Auch wenn der Ansatz des Drehbuches (Lo Malinke, Philipp Müller) nicht sonderlich originell klingen mag, mutig ist er dennoch, denn nicht eine der Hauptfiguren lädt zur Identifikation ein: Inge ist eine herrische Oberschwester, für die Ostpreußen immer deutsch bleiben wird; ihre demonstrativ distanzierte Haltung zu Jule sowie ihre Verachtung gegenüber dem homosexuellen Uwe machen sie nicht sympathischer. Taxifahrer Klaus ertränkt seine Eheprobleme in Alkohol, musste deshalb seinen Führerschein abgeben und erlaubt sich einige böse Scherze mit seiner Schwester. Uwe schließlich, schwul, Vegetarier und abhängig von Psychopillen, wirkt völlig lebensuntauglich. Dass es Regisseur Udo Witte, dessen letzter Film "Eins ist nicht von dir" (auch nach einem Drehbuch von Malinke und Müller) ebenfalls eine Versöhnungsgeschichte war, dennoch gelingt, diese von ihrer Biografie zermürbten Figuren nach und nach zu Menschen werden zu lassen, mit denen man Mitgefühl empfindet, ist eine bemerkenswerte Leistung, zu der die drei ausgezeichneten Hauptdarsteller natürlich ihren Teil beitragen.
Tilmann P. Gangloff, Diplom-Journalist und regelmäßiges Mitglied der Jury für den Grimme-Preis, schreibt freiberuflich unter anderem für das Portal evangelisch.de täglich TV-Tipps und setzt sich auch für "epd medien" mit dem Fernsehen auseinander. Auszeichnung: 2023 Bert-Donnepp-Preis - Deutscher Preis für Medienpublizistik (des Vereins der Freunde des Adolf-Grimme-Preises).

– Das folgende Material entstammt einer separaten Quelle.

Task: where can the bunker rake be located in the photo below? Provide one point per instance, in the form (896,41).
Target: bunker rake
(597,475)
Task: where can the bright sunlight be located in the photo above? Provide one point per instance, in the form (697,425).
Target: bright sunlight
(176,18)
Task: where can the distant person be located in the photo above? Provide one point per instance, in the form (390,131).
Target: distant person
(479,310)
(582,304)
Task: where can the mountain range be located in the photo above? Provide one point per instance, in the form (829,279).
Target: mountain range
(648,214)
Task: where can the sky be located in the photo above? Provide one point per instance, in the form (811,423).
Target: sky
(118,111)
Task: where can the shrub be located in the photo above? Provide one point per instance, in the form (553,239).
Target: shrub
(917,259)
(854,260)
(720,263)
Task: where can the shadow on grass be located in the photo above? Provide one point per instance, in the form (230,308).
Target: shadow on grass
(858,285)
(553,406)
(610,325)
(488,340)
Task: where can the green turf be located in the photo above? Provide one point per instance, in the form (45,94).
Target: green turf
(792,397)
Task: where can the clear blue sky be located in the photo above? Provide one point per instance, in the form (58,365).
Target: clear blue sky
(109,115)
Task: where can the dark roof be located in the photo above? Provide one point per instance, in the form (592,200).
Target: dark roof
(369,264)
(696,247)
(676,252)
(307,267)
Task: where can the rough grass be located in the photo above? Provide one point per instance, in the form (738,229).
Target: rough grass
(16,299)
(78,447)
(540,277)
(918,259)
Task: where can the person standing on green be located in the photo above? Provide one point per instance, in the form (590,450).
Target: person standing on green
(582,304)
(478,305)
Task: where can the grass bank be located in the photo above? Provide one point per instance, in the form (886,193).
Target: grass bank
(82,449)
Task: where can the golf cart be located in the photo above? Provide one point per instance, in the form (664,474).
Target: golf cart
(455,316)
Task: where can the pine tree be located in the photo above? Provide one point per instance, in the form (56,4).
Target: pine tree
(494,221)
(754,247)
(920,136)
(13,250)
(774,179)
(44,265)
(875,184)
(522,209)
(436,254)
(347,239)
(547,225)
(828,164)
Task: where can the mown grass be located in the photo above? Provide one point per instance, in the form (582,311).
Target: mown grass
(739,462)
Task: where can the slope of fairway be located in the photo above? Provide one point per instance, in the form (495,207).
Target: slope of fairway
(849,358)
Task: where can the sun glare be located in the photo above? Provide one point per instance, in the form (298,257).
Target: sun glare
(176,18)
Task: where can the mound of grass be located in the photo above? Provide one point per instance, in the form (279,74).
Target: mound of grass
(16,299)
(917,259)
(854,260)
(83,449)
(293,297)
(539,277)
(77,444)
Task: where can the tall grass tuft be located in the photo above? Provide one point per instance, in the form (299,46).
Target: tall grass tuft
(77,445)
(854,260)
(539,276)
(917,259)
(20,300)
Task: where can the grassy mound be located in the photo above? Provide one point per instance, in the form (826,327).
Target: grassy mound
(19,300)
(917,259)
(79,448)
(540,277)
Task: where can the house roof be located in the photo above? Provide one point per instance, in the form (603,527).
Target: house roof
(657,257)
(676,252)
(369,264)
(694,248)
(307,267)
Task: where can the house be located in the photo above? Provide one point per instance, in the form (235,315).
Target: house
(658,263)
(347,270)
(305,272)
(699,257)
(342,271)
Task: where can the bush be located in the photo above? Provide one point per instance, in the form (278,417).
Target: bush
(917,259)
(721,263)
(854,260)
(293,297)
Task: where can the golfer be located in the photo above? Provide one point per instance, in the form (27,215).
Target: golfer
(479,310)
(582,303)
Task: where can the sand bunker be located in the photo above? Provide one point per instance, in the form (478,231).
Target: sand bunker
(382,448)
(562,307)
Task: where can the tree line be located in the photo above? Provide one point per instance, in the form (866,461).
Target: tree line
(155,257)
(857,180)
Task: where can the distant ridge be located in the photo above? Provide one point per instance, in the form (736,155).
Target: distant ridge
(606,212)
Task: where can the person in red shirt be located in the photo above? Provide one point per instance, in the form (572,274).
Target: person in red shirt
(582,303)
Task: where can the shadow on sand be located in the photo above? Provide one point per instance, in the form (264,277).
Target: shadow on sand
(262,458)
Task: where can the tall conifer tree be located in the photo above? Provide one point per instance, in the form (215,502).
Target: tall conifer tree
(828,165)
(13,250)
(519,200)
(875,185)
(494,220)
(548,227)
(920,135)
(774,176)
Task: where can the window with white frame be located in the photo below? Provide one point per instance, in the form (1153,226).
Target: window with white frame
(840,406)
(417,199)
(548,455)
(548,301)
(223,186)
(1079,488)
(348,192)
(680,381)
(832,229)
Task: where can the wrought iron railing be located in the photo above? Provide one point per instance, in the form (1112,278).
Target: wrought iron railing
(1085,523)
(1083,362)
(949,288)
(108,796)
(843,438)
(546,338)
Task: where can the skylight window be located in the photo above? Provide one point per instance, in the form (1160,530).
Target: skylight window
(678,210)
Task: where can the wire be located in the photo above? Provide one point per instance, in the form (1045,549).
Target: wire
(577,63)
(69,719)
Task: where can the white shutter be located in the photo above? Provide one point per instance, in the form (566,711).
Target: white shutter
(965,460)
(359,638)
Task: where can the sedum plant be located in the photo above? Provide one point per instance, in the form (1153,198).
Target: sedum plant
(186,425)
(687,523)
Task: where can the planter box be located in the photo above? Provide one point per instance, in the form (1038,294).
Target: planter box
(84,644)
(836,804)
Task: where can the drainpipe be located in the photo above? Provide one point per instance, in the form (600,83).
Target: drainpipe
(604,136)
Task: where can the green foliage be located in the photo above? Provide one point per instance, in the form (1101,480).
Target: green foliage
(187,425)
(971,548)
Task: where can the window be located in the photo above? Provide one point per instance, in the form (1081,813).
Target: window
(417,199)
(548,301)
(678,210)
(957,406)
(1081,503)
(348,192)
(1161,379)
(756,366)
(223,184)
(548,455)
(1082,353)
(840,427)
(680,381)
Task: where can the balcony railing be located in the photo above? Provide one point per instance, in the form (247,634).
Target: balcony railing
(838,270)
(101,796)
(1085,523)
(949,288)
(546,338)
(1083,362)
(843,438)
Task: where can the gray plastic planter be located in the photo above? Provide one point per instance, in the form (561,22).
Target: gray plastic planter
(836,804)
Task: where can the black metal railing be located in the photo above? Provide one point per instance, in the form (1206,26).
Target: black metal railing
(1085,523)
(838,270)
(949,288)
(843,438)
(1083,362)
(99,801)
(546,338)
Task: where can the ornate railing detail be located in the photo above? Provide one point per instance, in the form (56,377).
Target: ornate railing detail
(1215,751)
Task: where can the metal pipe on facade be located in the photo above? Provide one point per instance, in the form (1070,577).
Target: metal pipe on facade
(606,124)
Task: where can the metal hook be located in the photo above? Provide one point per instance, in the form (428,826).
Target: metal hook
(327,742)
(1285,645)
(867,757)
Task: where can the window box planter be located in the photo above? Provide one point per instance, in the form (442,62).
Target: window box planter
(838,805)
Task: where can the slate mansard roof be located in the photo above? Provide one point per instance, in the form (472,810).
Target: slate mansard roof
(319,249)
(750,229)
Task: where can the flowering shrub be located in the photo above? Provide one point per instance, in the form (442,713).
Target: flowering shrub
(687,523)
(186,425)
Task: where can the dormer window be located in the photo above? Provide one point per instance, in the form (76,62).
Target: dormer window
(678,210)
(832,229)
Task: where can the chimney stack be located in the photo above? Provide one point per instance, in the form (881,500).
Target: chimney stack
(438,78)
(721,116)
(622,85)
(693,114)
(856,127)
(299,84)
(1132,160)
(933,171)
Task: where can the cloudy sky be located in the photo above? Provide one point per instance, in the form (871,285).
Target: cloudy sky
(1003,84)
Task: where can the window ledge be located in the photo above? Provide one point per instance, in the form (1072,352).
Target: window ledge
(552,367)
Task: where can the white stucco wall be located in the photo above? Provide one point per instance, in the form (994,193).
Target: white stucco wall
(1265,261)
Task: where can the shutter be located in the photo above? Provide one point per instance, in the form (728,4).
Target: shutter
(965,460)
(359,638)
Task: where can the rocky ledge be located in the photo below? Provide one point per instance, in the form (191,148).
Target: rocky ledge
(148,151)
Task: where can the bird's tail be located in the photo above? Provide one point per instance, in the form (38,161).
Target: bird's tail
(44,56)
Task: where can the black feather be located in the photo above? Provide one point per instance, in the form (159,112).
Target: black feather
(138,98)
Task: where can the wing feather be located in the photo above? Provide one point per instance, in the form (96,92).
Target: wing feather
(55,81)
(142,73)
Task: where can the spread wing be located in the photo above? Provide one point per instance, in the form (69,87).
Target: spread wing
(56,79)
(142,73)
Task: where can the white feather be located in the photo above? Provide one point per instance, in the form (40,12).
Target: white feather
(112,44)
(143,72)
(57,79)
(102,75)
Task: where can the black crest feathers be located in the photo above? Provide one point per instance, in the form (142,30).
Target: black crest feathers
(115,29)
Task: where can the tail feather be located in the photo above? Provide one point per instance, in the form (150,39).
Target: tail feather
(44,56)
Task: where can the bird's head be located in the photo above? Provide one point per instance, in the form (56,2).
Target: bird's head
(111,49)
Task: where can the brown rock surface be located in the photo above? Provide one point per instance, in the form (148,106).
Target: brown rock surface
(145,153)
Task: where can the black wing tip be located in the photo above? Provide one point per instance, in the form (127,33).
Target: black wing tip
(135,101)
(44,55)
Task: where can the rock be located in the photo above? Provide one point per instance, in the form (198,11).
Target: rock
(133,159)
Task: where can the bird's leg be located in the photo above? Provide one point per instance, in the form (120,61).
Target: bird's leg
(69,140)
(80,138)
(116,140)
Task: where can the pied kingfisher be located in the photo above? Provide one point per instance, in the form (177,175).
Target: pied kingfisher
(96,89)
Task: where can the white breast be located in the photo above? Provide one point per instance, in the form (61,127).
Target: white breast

Noch verblüffender ist allerdings die Entwicklung des Vaters. In seinem Testament hat er beschrieben, welchen Bezug er zu jeweiligen Stationen der Reise hatte. Die von Dieter Mann vorgetragenen Passagen sorgen dafür, dass die Kinder ihren Vater in völlig anderem Licht sehen. Zunächst beschreibt er das unbeschwerte Glück seiner Kindheit, aber dann werden die Ereignisse, von denen er ihnen zu Lebzeiten nie berichtet hat, immer düsterer: wie sich sein Vater durch den Krieg verändert hat und schließlich gefallen ist; wie er die Mutter in den Wirren der Flucht verloren und nie wieder gesehen hat; wie er sich später, als seine Frau starb, darüber im Klaren war, dass er seinen eigenen Kindern nie ein guter Vater sein könnte und dass sie bei Pflegefamilien besser aufgehoben wären. Mit dem Bild des einst entwurzelten Vaters, der im neuen Leben offenbar nie richtig Fuß gefasst hat, wandeln sich nicht nur Inge, Klaus und Uwe, sondern auch der Film; aus der anfänglichen Komödie, in der einige Slapstickszenen für große Heiterkeit sorgen, wird eine zutiefst melancholische Geschichte, die schließlich zu Tränen rührt, als das endlich erwachsen gewordene Trio den Rest der väterlichen Asche am Grab seiner als Kind verstorbenen kleinen Schwester verstreut.
Im Grunde hätte die zögerliche Versöhnung nicht nur der Geschwister, sondern auch von Inge und Jule als Handlung genügt, aber das Drehbuch sorgt durch geschickt eingefügte Nebenschauplätze und weitere Figuren dafür, dass die Gruppendynamik viel Anstoß von außen erhält. Reiseführer der Deutschen ist der attraktive polnische Jurist Krzysztow (Piotr Witkowski), in den sich Jule prompt verguckt, aber offenbar ist der junge Mann schon vergeben. Während sich bei der zünftigen Hochzeit von Krzysztows Schwester auch Inge in einen Einheimischen verliebt, erfährt Klaus per SMS, dass seine Frau die Scheidung will. Nächster Tiefpunkt ist die Erkenntnis der Kurbjuweits, dass die mondäne Villa, die sie zu erben hoffen, bloß ein beliebtes Postkartenmotiv ist; aber dafür ist das, was sie im Verlauf ihrer Reise gewonnen haben, unbezahlbar.